Opinions & Editorials

‘Nicotine-free’ or decision-free?

Newswire photo by Jeff Richardson


The views expressed in the following article are the opinion of the writer(s) and do not reflect the opinions of the Newswire staff as a whole.


First, I should say that I am not a smoker and never have been. What follows comes from a place of principle and not of self-interest.

Second, I want to make it clear that, as a private institution with dominion over its own property, Xavier  has every right to institute a nicotine ban on campus. In this regard, I respect the decision.

However, just because the university can take such action, doesn’t mean that it should.

If a government were to take this action — as the state government of Hawaii is considering what is effectively a ban-by-age restriction — I would denounce this move as a massive violation of the personal liberty of individuals and of the economic liberty of sellers.

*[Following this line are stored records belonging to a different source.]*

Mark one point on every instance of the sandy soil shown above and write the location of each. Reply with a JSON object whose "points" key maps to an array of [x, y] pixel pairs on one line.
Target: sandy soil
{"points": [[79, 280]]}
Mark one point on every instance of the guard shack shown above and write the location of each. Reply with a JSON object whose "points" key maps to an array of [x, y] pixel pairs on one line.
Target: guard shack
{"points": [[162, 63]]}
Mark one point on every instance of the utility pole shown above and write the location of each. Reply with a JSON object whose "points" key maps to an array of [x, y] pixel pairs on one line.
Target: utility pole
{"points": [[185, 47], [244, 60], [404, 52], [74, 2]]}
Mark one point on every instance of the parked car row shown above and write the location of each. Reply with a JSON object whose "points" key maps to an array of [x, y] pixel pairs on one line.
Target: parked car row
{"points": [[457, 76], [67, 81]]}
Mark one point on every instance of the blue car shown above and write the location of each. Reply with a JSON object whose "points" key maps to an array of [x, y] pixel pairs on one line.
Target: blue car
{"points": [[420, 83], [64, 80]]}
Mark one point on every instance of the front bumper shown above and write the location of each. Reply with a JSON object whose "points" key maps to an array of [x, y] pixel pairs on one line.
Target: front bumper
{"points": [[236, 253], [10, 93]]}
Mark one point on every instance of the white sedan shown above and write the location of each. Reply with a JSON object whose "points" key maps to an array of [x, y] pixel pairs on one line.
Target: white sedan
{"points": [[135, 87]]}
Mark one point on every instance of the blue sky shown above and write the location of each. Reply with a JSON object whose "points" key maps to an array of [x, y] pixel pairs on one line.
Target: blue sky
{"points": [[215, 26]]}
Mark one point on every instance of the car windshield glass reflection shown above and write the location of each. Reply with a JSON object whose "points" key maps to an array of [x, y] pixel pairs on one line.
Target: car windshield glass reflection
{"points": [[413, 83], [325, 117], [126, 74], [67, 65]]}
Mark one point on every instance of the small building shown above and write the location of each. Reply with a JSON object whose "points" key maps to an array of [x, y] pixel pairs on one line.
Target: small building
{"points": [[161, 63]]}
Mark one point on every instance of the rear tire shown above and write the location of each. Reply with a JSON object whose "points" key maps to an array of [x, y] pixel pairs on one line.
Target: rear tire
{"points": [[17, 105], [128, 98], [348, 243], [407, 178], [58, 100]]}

However, while I’m sure that smoking bans at colleges have helped inspire similar maneuvers in government, these are still separate issues that are wrong for different reasons. As such, Xavier’s upcoming policy deserves a more “personalized” argument.

My opposition to Xavier’s nicotine ban is founded in the character of the university itself. In my four years at this Jesuit institution, I would say that the value referenced the most around campus is cura personalis, care of the whole person, or, as it is commonly adapted to an institution of learning, education of the whole person. The nicotine ban is a blatant failure to live up to this commitment.

At first glance, trying to curb nicotine use seems consistent with cura personalis. The stated goal of the policy is to create a healthier community, supposedly for the betterment of the “whole person” of everyone on campus.

However, this justification leaves an open question. If community and education is the goal, why is the university forcing people to behave a certain way, rather than simply providing them with the resources necessary to make their own informed decisions?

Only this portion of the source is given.